Highest Common Factor of 787, 996, 742 using Euclid's algorithm
Created By : Jatin Gogia
Reviewed By : Rajasekhar Valipishetty
Last Updated : Apr 06, 2023
HCF Calculator using the Euclid Division Algorithm helps you to find the Highest common factor (HCF) easily for 787, 996, 742 i.e. 1 the largest integer that leaves a remainder zero for all numbers.
HCF of 787, 996, 742 is 1 the largest number which exactly divides all the numbers i.e. where the remainder is zero.

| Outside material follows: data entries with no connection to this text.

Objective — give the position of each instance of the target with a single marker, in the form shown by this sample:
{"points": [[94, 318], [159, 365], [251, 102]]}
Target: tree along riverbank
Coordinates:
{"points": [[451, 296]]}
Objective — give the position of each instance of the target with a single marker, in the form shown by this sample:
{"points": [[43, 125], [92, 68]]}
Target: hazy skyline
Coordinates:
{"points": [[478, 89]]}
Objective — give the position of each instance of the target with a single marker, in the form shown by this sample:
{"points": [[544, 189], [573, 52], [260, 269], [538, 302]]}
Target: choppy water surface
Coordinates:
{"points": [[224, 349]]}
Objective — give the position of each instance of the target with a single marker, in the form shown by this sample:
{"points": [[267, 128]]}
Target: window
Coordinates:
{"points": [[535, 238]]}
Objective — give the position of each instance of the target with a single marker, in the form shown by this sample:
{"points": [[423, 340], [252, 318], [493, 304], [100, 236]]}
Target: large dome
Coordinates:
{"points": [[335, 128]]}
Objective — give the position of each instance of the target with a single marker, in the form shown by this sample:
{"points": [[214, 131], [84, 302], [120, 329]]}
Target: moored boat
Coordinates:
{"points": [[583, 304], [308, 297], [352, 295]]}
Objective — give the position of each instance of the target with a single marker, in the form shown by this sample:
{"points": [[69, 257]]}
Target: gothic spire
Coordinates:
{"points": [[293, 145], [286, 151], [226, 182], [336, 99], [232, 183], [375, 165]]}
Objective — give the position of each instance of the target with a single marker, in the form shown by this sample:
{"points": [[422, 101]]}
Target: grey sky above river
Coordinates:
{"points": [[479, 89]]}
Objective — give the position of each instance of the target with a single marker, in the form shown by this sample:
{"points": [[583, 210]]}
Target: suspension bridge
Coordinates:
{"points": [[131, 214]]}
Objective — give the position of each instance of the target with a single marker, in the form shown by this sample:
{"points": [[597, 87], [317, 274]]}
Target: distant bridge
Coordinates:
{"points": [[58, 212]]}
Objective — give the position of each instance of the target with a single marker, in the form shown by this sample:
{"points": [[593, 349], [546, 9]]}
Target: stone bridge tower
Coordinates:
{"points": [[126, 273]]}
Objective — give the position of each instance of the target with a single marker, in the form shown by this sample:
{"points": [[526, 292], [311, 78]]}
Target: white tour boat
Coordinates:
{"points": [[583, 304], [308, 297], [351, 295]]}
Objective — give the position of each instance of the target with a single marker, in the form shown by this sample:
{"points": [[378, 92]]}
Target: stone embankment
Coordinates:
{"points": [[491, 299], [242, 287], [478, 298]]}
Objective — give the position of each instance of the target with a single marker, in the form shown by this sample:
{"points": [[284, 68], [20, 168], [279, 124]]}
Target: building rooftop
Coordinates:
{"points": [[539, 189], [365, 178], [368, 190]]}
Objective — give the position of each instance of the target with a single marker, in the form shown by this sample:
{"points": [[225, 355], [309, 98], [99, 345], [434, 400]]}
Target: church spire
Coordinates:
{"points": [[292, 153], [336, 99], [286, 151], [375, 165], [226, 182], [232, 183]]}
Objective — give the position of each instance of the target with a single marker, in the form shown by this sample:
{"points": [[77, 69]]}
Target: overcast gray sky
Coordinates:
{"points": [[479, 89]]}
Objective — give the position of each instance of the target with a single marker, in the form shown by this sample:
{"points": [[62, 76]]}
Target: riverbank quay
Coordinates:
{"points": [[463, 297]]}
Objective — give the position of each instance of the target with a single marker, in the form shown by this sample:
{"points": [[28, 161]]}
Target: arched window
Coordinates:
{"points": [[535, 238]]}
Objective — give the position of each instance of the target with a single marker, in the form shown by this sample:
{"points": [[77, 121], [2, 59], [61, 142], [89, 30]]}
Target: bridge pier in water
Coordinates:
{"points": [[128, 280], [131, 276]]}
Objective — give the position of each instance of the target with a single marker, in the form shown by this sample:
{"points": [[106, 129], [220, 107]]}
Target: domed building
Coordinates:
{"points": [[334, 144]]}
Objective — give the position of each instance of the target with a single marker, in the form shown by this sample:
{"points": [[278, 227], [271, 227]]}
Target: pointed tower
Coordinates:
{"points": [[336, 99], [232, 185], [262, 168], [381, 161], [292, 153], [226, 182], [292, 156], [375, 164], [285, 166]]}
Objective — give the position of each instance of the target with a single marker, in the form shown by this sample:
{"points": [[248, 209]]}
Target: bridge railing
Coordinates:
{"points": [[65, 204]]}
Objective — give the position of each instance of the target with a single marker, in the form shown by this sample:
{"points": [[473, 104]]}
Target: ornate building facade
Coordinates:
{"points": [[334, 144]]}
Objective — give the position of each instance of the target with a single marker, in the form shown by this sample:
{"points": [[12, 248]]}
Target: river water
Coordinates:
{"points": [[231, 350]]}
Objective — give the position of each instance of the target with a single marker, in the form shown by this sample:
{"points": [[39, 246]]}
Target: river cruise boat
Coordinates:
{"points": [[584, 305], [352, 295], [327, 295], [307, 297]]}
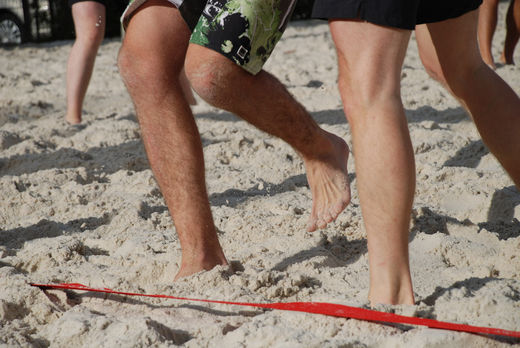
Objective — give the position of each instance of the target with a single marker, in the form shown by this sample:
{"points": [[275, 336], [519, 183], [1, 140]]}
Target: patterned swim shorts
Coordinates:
{"points": [[245, 31]]}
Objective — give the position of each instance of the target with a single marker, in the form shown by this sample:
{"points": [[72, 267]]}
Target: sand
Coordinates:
{"points": [[80, 204]]}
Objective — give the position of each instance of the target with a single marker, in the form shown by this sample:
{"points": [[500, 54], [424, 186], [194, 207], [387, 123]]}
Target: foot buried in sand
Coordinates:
{"points": [[329, 183], [73, 120], [189, 268]]}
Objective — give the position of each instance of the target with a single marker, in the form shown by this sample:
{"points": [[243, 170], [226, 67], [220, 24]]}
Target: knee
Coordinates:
{"points": [[140, 68], [211, 75], [364, 96], [434, 70]]}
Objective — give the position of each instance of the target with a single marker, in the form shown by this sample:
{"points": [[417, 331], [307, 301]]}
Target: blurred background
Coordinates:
{"points": [[47, 20]]}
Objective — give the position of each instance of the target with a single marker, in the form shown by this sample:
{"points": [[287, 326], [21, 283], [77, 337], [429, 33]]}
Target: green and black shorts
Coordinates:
{"points": [[245, 31]]}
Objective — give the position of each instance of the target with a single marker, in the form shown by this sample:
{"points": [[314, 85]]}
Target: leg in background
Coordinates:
{"points": [[487, 23], [450, 54], [512, 32]]}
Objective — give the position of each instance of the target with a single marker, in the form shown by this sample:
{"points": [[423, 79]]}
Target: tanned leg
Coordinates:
{"points": [[385, 168], [264, 102], [89, 24], [449, 52], [151, 60]]}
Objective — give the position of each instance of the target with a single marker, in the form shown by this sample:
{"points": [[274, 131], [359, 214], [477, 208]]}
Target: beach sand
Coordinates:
{"points": [[80, 204]]}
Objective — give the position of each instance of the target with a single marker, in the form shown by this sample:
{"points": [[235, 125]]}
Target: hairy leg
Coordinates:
{"points": [[512, 32], [487, 23], [264, 102], [385, 166], [449, 52], [151, 60], [89, 24]]}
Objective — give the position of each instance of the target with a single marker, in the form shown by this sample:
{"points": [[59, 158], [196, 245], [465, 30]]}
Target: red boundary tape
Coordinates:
{"points": [[330, 309]]}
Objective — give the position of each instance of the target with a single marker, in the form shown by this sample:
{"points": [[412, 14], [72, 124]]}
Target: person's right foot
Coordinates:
{"points": [[328, 179]]}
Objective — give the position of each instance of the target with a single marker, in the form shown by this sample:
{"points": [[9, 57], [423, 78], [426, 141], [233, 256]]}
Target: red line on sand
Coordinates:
{"points": [[330, 309]]}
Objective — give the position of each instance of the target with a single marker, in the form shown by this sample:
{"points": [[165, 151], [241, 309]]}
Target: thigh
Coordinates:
{"points": [[89, 17], [448, 48]]}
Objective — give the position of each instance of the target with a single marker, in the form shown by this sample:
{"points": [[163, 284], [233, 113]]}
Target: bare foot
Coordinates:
{"points": [[328, 180], [73, 119], [207, 263], [402, 294]]}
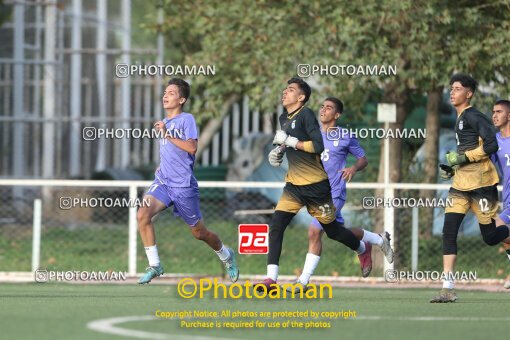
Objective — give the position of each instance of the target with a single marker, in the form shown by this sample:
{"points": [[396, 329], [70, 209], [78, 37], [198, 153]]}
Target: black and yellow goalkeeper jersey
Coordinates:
{"points": [[305, 167], [476, 138]]}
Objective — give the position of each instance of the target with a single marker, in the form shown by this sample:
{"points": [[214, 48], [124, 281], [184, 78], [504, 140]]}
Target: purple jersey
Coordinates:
{"points": [[176, 165], [334, 158], [502, 159]]}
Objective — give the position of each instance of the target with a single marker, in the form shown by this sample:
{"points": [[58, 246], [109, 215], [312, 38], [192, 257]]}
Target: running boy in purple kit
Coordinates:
{"points": [[338, 144], [174, 183], [501, 120]]}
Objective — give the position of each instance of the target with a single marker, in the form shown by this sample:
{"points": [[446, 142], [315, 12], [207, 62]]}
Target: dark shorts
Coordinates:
{"points": [[482, 201], [186, 201], [316, 197]]}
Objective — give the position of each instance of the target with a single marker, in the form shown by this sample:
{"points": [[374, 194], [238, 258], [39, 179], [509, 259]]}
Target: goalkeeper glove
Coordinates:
{"points": [[454, 158], [275, 157], [281, 138], [446, 172]]}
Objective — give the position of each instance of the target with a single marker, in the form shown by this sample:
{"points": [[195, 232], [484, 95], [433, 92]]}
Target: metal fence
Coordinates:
{"points": [[105, 237]]}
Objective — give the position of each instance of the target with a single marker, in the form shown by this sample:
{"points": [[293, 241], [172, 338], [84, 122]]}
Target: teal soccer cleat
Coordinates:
{"points": [[231, 266], [150, 273]]}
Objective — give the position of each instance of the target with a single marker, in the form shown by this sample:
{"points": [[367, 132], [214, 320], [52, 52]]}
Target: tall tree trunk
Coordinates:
{"points": [[394, 93], [431, 155]]}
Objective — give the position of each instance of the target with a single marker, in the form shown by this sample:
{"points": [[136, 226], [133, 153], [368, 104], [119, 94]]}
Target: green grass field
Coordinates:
{"points": [[62, 311]]}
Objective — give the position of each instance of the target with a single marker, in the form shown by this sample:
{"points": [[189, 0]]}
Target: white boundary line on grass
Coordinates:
{"points": [[109, 326]]}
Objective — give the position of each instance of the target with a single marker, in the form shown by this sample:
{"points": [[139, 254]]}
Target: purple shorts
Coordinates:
{"points": [[186, 201], [505, 215], [339, 204]]}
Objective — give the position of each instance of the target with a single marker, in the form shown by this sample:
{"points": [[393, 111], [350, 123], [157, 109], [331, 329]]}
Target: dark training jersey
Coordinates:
{"points": [[476, 138], [305, 167]]}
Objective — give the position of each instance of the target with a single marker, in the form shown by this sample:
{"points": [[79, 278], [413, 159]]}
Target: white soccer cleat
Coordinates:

Let us get into the working of this example.
Consider we have numbers 787, 996, 742 and we need to find the HCF of these numbers. To do so, we need to choose the largest integer first and then as per Euclid's Division Lemma a = bq + r where 0 ≤ r ≤ b
Highest common factor (HCF) of 787, 996, 742 is 1.
HCF(787, 996, 742) = 1
HCF of 787, 996, 742 using Euclid's algorithm
Highest common factor or Highest common divisor (hcd) can be calculated by Euclid's algotithm.
Highest common factor (HCF) of 787, 996, 742 is 1.
Highest Common Factor of 787,996,742 is 1
Step 1: Since 996 > 787, we apply the division lemma to 996 and 787, to get
996 = 787 x 1 + 209
Step 2: Since the reminder 787 ≠ 0, we apply division lemma to 209 and 787, to get
787 = 209 x 3 + 160
Step 3: We consider the new divisor 209 and the new remainder 160, and apply the division lemma to get
209 = 160 x 1 + 49
We consider the new divisor 160 and the new remainder 49,and apply the division lemma to get
160 = 49 x 3 + 13
We consider the new divisor 49 and the new remainder 13,and apply the division lemma to get
49 = 13 x 3 + 10
We consider the new divisor 13 and the new remainder 10,and apply the division lemma to get
13 = 10 x 1 + 3
We consider the new divisor 10 and the new remainder 3,and apply the division lemma to get
10 = 3 x 3 + 1
We consider the new divisor 3 and the new remainder 1,and apply the division lemma to get
3 = 1 x 3 + 0
The remainder has now become zero, so our procedure stops. Since the divisor at this stage is 1, the HCF of 787 and 996 is 1
Notice that 1 = HCF(3,1) = HCF(10,3) = HCF(13,10) = HCF(49,13) = HCF(160,49) = HCF(209,160) = HCF(787,209) = HCF(996,787) .
We can take hcf of as 1st numbers and next number as another number to apply in Euclidean lemma
Step 1: Since 742 > 1, we apply the division lemma to 742 and 1, to get
742 = 1 x 742 + 0
The remainder has now become zero, so our procedure stops. Since the divisor at this stage is 1, the HCF of 1 and 742 is 1
Notice that 1 = HCF(742,1) .
HCF using Euclid's Algorithm Calculation Examples
Here are some samples of HCF using Euclid's Algorithm calculations.
Frequently Asked Questions on HCF of 787, 996, 742 using Euclid's Algorithm
1. What is the Euclid division algorithm?
Answer: Euclid's Division Algorithm is a technique to compute the Highest Common Factor (HCF) of given positive integers.
2. what is the HCF of 787, 996, 742?
Answer: HCF of 787, 996, 742 is 1 the largest number that divides all the numbers leaving a remainder zero.
3. How to find HCF of 787, 996, 742 using Euclid's Algorithm?
Answer: For arbitrary numbers 787, 996, 742 apply Euclid’s Division Lemma in succession until you obtain a remainder zero. HCF is the remainder in the last but one step.